Tables 9 and 10, respectively, describe the set of independent and dependent variables together with their types and scales.
Experimental procedures and operation
The study started with the proper preparation of a laboratory with computers and Netbeans IDE for the subjects to be able to perform the tasks. As soon as subjects arrived, they received the consent form and the characterization form. After filling these forms, an introductory presentation of 30 min about PDM method was held, followed by a 20-min training on task 1 activities.
This training included learning how to identify the data that should be extracted from the error logs, how to compare this data to identify similar failures, and how to compare similar failures in the source code to identify and document a defect pattern. The training of the pilot group was slightly different from the one of groups A and B because the forms used for documenting failures and defect patterns were different. After training, they received a brief explanation about task 1 and the materials of this task were distributed, i.e., the forms of task 1 together with the logs and the application source code. Participants had 40 min to perform task 1, which consisted of extracting data of six failures from logs and identifying and documenting two defect patterns found in the application source code. At the end, they filled the follow-up form.

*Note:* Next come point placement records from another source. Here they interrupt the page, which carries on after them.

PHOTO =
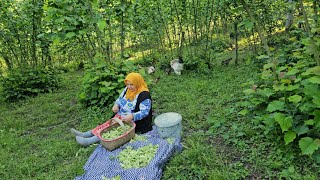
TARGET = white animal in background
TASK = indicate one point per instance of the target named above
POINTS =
(151, 69)
(177, 65)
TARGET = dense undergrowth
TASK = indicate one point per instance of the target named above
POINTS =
(218, 143)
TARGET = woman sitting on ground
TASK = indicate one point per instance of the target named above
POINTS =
(134, 104)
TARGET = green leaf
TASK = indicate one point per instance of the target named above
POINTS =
(292, 72)
(105, 83)
(311, 89)
(275, 106)
(248, 91)
(309, 122)
(284, 121)
(295, 99)
(308, 146)
(301, 129)
(244, 112)
(278, 87)
(314, 70)
(266, 66)
(316, 119)
(289, 137)
(102, 24)
(70, 35)
(266, 92)
(315, 79)
(292, 87)
(316, 100)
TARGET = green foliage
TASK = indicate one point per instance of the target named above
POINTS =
(22, 83)
(103, 82)
(287, 102)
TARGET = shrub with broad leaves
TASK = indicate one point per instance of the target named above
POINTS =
(287, 101)
(22, 83)
(103, 82)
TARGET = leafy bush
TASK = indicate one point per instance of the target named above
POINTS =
(103, 82)
(287, 102)
(21, 83)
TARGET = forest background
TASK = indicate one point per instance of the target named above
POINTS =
(255, 64)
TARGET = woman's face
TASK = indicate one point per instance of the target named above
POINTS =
(130, 86)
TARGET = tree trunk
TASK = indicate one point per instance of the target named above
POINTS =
(308, 29)
(289, 19)
(262, 37)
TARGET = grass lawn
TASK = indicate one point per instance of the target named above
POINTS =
(35, 142)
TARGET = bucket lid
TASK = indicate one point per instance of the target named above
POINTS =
(168, 119)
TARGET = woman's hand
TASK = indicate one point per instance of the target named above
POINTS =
(115, 108)
(127, 118)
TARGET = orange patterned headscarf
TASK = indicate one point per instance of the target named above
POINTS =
(138, 81)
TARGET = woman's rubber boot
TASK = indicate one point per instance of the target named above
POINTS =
(87, 141)
(81, 134)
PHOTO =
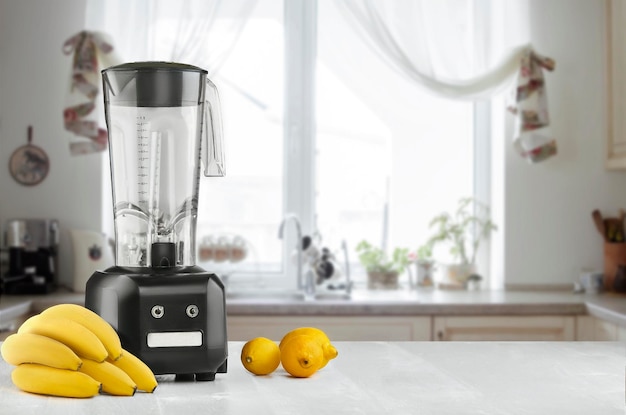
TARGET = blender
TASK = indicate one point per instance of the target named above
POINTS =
(163, 119)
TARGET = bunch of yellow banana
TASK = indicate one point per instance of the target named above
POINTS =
(68, 350)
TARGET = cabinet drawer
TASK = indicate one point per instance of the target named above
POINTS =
(357, 328)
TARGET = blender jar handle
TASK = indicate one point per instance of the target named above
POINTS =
(213, 154)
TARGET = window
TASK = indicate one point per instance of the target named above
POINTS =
(317, 125)
(386, 156)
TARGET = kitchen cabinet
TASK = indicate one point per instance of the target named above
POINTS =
(589, 328)
(338, 328)
(504, 328)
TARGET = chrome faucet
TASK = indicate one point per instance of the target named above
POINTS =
(294, 218)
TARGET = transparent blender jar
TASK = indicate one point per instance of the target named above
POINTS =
(159, 117)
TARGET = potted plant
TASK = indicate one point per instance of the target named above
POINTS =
(463, 230)
(382, 271)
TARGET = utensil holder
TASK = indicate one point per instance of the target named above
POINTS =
(614, 255)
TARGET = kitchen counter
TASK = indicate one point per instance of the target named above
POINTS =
(379, 377)
(609, 306)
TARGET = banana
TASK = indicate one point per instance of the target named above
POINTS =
(114, 380)
(100, 327)
(33, 348)
(74, 335)
(47, 380)
(138, 371)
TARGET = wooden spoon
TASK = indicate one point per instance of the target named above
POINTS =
(597, 220)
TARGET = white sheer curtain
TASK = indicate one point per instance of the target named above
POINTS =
(197, 32)
(419, 39)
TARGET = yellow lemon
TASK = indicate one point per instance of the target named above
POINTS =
(302, 355)
(328, 349)
(260, 356)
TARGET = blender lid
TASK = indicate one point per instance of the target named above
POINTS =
(154, 84)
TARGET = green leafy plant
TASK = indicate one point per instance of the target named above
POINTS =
(375, 259)
(463, 229)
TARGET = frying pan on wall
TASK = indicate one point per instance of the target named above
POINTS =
(29, 165)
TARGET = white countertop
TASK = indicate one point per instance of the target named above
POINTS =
(608, 306)
(384, 378)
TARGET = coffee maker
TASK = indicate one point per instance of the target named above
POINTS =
(32, 246)
(163, 119)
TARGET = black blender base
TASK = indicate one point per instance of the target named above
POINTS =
(173, 320)
(202, 377)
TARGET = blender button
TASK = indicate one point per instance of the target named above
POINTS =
(157, 311)
(192, 310)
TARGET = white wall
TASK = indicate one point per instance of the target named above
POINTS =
(33, 85)
(547, 229)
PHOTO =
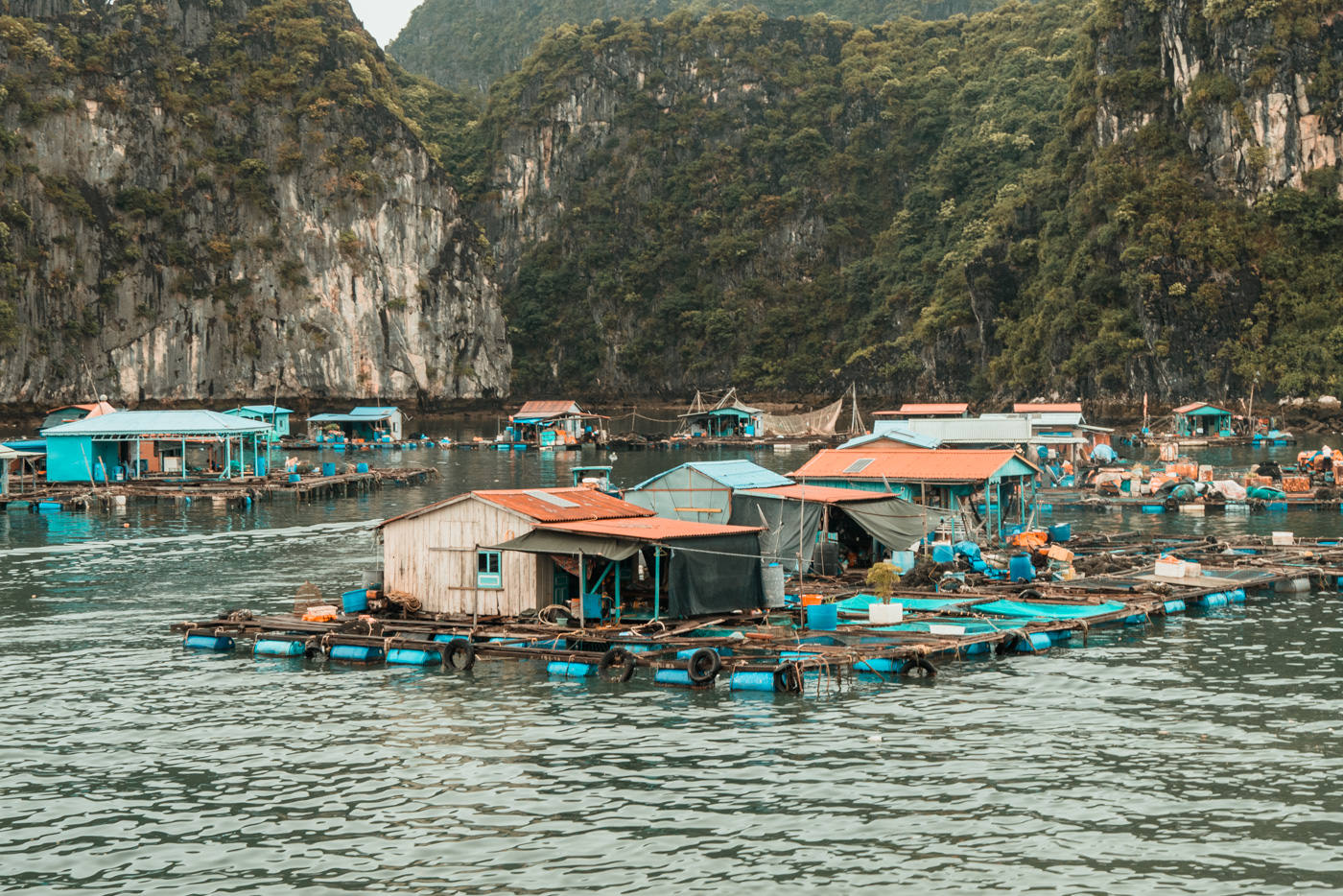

After performing task 1, the same groups of maintainers performed task 3. The pilot group received a 10-min break between task 1 and task 3; group A performed task 1 and task 3 in two different days; finally, group B did not receive any interval between the tasks.
We started task 3 by distributing the forms of the task and the defect pattern documentation presented in Table 2. After that, we applied a training session of 20 min regarding task 3. In this session, we showed how to identify false positives and how to document new defect fixing alternatives. Thereafter, the maintainers had 40 min to inspect 16 alerts of a defect pattern for classifying them into defects or false positives. The provided set of alerts contained 3 defects and 13 false positives that include two new fixing alternatives for the defect pattern. Finishing task 3, maintainers filled the follow-up questionnaire. At the end of task 3, we asked the maintainers to fill the TAM questionnaire.
We expected task 2 to be more difficult and time-consuming than task 3. Therefore, we were not able to apply task 2 to group A and decided to apply task 2 to group B of maintainers in a separate day. Group B performed this task directly using the source code abstract tree, and none of participants was able to complete the task. Hence, we decided to conduct new trials with groups C and D, using the SCPL DSL to better understand the feasibility and difficulties.
Hence, task 2 was applied on a different time for groups C and D, which fosued solely on this specific task. Also, due to COVID-19 pandemic, it was applied for these groups in an online setup. We started task 2 with an introductory presentation of 30 min about the PDM method. After that, a 20-min presentation of SCPL was held and the researchers helped students to prepare their computer’s environment for using the tool. For operational reasons (group C had 3-h classes once a week, while group D had 2-h classes twice a week), group C started to perform the rule programming part of the task right after the SCPL presentation while group D had 2 days of interval before starting this part. The rule programming started by distributing the form of the task; then, the maintainers had 50 min to implement the rule. Finally, they filled the follow-up form.